I took a training in the early 2000’s with John Gottman from Seattle based on his book “And Baby Makes 3”. It was a training to work with new parents helping them adjust to the new configuration of adding a baby into their lives and into their relationship dynamic. John does an excellent job of describing the value of father love and father input, especially helping mothers see the value of Dad in their children’s lives. Some of it made me ashamed of what I had ignorantly done in the first year of my daughter’s life with me and her Dad. I did not know that it was dismissive of him for me to come home from the store after he had bathed and dressed her, only to immediately change her outfit to one I thought was cuter, more coordinated, and just “looked better” on her. I often took her from his arms when she was crying, assuming I could soothe her better....not trusting that they could find their way. I thought mother love was “superior” to father love. Fortunately, I could see their love for each other grow, and I knew even though she preferred me when she was upset, that she also loved and enjoyed her Dad very much. Going away from them on a vacation with my girlfriend for a weekend to Santa Cruz when she was 3, was hard for me; but it did them a world of good and I could see their bond was strong and healthy.  Today they have an awesome relationship and will be spending the day together. 

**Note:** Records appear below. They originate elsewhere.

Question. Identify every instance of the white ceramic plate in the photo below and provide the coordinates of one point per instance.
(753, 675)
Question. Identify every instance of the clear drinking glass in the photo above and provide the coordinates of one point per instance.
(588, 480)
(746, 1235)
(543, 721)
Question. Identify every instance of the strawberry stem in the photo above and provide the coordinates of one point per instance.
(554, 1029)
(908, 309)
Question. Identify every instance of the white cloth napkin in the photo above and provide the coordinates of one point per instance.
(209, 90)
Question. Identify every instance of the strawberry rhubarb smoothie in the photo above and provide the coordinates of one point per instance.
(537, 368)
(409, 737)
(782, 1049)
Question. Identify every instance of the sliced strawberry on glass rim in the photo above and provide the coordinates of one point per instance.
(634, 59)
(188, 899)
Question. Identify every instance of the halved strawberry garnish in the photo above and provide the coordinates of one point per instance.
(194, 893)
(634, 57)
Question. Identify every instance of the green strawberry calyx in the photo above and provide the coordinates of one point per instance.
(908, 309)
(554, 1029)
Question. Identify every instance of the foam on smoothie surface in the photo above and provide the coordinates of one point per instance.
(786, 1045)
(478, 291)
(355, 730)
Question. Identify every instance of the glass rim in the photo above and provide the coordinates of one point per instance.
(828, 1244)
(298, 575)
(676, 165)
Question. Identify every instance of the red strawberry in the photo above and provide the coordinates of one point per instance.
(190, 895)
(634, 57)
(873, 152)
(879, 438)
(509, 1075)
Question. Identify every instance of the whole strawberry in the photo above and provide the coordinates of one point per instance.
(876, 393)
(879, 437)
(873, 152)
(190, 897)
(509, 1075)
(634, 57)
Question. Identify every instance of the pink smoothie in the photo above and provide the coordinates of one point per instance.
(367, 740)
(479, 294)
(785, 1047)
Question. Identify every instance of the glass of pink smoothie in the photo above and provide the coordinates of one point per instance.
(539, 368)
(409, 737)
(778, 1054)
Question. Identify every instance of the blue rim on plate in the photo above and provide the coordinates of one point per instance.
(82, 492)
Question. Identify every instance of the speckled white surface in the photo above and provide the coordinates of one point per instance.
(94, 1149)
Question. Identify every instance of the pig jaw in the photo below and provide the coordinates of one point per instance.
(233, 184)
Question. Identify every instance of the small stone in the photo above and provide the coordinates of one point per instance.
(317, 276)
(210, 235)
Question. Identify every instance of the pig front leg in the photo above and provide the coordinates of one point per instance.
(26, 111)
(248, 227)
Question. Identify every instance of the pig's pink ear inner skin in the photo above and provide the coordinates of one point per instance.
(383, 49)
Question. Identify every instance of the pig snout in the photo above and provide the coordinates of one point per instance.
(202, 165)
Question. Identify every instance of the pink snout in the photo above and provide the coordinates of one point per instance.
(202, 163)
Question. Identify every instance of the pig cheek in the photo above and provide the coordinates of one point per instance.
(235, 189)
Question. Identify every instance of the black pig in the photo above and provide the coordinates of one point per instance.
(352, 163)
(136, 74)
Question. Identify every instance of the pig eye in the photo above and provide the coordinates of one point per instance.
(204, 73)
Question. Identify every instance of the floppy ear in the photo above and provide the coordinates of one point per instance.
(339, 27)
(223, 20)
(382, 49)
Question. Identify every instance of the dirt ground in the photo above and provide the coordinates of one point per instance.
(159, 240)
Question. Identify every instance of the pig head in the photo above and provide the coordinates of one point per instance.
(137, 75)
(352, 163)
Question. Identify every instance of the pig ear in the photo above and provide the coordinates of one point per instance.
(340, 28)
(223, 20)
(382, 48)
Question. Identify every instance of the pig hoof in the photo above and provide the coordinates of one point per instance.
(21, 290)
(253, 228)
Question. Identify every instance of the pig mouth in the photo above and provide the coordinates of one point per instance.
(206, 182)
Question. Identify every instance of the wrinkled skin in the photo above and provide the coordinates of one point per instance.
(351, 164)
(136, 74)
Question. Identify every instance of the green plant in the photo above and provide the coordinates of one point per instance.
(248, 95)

Mothers sometimes undermine fathers’ relationships with their children. Father love is different. Fathers tend to be more playful, more rough and tumble, more exciting. They can cheer their child on to climb to the top of the slide, while mothers can be holding their breath afraid it is too dangerous for the child.Fathers can teach their children to skateboard, ski, ride a bike, dive, surf, play sports...all of which will help them conquer their fears and develop their self confidence. Children can pick up on subtle put downs of the father by the mother (this can also go the other way, too.....fathers putting mothers down). A simple rolling of the eyes, or disgusted sigh can give clues to the child that the mother is not liking what the Dad is doing. Children can pick up on this and sometimes follow suit colluding with the mother in keeping the father out. Of course, this is not helpful to the child and may even be confusing and damaging. It is imperative that we as mothers allow our children to form their own special unique attachment and connection to their father. It takes restraint on our part not to taint the relationship water with our disapproval or need to make the other parent bad. Even if we don’t like how the other parents, it is essential not to air this in front of the children. Parenting differences need to be addressed privately or with a parenting therapist.

Research (by Joan Kelly, PhD et. al. )has shown that children who have caring father involvement get better grades in school, are better able to emotionally regulate themselves, show more warmth and acceptance toward a second born sibling, have better peer relationships, are more sociable as infants, and have fewer behavioral problems, solve problems better over their lifetime, have more satisfying adult relationships and cope and adapt better to difficult life situations.

The newer research is impacting custody plans by increasing the father’s involvement with his children to a 50/50 percent ratio with mother and father’s time considered as equally important and valuable. 

The first doll house play scenario my daughter enacted in my office showed her and the Dad sitting together watching the news in the living room. I asked her where the Mom was, and she said, “She’s at work”. Aaaaah, that was painful for me, but it was then that I realized I could work with clients until 6 or 7 and she was safe at home with her Dad, not needing to be in a daycare situation. She learned to identify all the instruments in any piece of jazz music from her father, she learned the constellations in the sky from her father, she learned about plants and and flowers from her father. I could go on and on, but the point is she learned a great deal from her father’s gifts, and continues to do so. 


So to all you Dads, Happy Father’ Day. I hope you feel appreciated for all you do.